Kau tanyakan tentang sahabat lelakimu yang hilang. Saat itu aku telah seminggu
mencarinya, pesan-pesankupun tidak dijawabnya. Telfon tidak pernah mendapat
jawaban. Kau masih saja menyalahkanku. Saat aku bertanya mengapa tak kalian
tanyakan pada sahabatnya yang lain, lantas aku sebut nama-nama yang mungkin
lebih dekat dengannya tetapi kau bilang tidak peduli. Aku sudah menemui mereka
dan merekapun mengaku tidak tahu.
“Tidak ada yang tahu, dia pergi tanpa
barang-barangnya. Hanya sebuah ransel berisi buku-buku yang bukan buku kuliah.
Temukan dia dan suruh kembali pada kuliahnya. Kembalikan dia pada kami.”
Sahabat
lelakimu itu, Cinta. Aku tidak menemukannya, sahabatnya yang pernah aku
sebutkan namanya untukmu juga tidak tahu dan tidak pernah mengatakan apapun
padaku. Apa kau pikir aku diam? Diantara ketidakpastian itu, saat yang lain
mengatakan “Entahlah.” Aku justru marah padamu dan pura-pura sibuk dengan
kuliahku. Sahabatmu itu, dia yang sering menanam benih kemarahan dalam diriku,
memancing emosi saat pertemuan dengannya dan hebatnya dia selalu ada sebagai
sahabat baik saat aku membutuhkannya. Dalam kepergiannya itu sekali dia
menemuiku dan akupun mengabarkannya padamu, aku tahu dia sedang tidak baik
sementara aku mencoba tidak peduli dengan masalah-masalahnya. Seperti pintamu,
aku minta dia mengabari kalian, kembali dengan kuliahnya namun dia hanya
tersenyum dan memintaku diam.
Cinta,
bahkan diantara kita tidak pernah ada kata cinta. Hanya saja semua isyarat itu
begitu jelas saat kita menjadi kawan bicara yang begitu istimewa. Menapaki
jalan-jalan itu dengan tidak pernah mendapat kepastian. Lawu, gerimis, malam
dan hujan begitu saja mengantarkan cerita dalam keramahan yang akhirnya hanya
terlukis dalam diam. Kita hanya diam karna saling mengerti akan banyak hati
yang terluka jika kata cinta itu terucap. Sejak kau bilang pergi kau
benar-benar pergi dan hebatnya lagi kau memintaku untuk tetap menemani
sahabatmu itu. Kau bilang hanya aku yang membuat hatinya masih berasa. Tetapi
siapa yang peduli? Aku temani sahabatmu, mencoba ada untuknya seperti pintamu.
Aku
pikir kau sudah benar-benar tidak peduli, Cinta. Tetapi kau selalu datang
disaat paling kritis dalam hidupku. Kita semakin sering bertemu disemester
kedelapan saat kau mulai bertanya tentang rencana-rencana hidup. Sehari penuh
pernah kita lewati berdua berawal dari gerbang kampus hingga sehari penuh.

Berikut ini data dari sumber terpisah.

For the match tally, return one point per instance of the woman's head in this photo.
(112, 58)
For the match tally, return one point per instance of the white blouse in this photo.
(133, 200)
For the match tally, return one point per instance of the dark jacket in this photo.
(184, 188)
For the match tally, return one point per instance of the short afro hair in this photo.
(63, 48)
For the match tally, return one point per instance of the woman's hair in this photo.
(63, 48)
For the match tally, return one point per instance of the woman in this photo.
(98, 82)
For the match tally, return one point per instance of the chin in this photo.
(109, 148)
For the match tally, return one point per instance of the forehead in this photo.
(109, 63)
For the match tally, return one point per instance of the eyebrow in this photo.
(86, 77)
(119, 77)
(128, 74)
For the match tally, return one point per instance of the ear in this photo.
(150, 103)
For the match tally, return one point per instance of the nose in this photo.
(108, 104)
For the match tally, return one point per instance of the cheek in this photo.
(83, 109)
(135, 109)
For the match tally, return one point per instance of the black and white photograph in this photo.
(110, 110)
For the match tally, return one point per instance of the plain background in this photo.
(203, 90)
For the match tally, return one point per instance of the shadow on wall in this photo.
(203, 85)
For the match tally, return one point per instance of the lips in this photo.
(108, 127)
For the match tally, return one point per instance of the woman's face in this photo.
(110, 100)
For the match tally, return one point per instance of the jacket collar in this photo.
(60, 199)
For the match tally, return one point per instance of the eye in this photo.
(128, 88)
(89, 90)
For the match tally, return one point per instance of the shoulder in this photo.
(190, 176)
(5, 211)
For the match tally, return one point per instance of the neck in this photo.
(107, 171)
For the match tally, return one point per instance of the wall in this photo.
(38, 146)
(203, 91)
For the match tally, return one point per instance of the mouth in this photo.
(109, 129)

Banyak cerita lalu yang kita bicarakan lagi, tentang cinta yang kau temui dan berhasil
membuatku patah hati. Kau bilang itu hnaya cerita biasa. Pertemuan-pertemuanpun
kembali terulang dalam ketidaksengajaan.
“Kau lanjutkan saja hidupmu. Aku pun
akan menyelesaikan skripsiku. Cintai orang yang mencintaimu apa adanya. Saat
ini ada orang yang memperjuangkanmu tetapi kau berhasil membuatnya ragu.”

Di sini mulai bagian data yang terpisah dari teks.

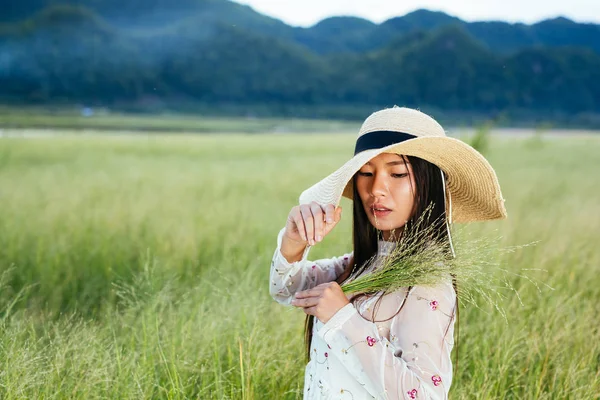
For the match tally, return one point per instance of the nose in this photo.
(380, 185)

Katamu. “Ada orang baik, tetapi kau habiskan waktumu untuk berdebat dengannya.
Aku tidak tahu apa kau mencintainya. Bila dia datang, terimalah.”
“Siapa?”
“Aku tidak akan mengatakannya karna dia
berhasil membuatku patah hati.” Hujan masih deras menjatuhkan dirinya diatap.

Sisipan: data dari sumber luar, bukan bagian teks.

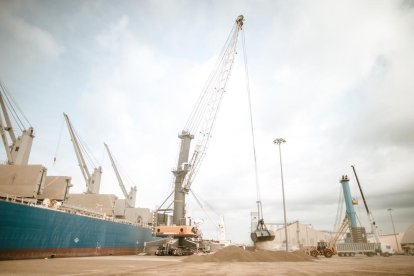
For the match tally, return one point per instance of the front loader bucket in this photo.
(262, 235)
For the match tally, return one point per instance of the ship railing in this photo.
(18, 199)
(67, 209)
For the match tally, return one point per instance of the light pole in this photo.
(393, 228)
(279, 141)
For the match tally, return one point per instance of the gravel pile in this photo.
(237, 254)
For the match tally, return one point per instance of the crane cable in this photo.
(11, 105)
(251, 125)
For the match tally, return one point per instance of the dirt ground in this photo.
(153, 265)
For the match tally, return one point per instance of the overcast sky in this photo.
(333, 78)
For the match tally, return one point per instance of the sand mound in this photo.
(237, 254)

“Kau jaga saja hatimu untuk orang yang kau cintai, untuk orang yang mencintaimu
juga. Aku juga akan menjaga hatiku untuk orang yang aku cintai, untuk orang
yang mencintaiku. Jodoh tidak akan kemana.”
“Siapa orang itu? Apa dia lebih baik
darimu?” tanyaku tetapi kau hanya tersenyum. Itulah terakhir bertemu saat aku
telah selesai dengan naskah skripsiku, tinggal menunggu waktu ujian. Kisah yang
aku pikir berakhir ketika tali toga mengakhiri kehidupan universitas.
Sekarang
aku tahu siapa orang itu saat aku kembali dari tanah perantauanku. Saat kaupun telah
meraih sarjanamu dan juga pulang kekampung halamanmu. Aku justru tahu dari
orang lain saat semua begitu jelas. Selesai? Selesaikan semua dalam diam.
Karena tidak mungkin bila cinta ini menjadi segitiga yang tidak pernah saling
bertemu.
Hanya untuk menjaga
hati agar tak banyak yang terluka. Kisah ini, hanya segelintir orang yang
mengetahuinya. Cerita yang boleh kau ingkari. Perjalanan yang akupun tidak
mengakuinya. Tidak pernah berawal dan biar seperti ini saja. Berakhir dengan
kita saling diam. Hingga tidak akan ada yang meanggung rindu diantara kita.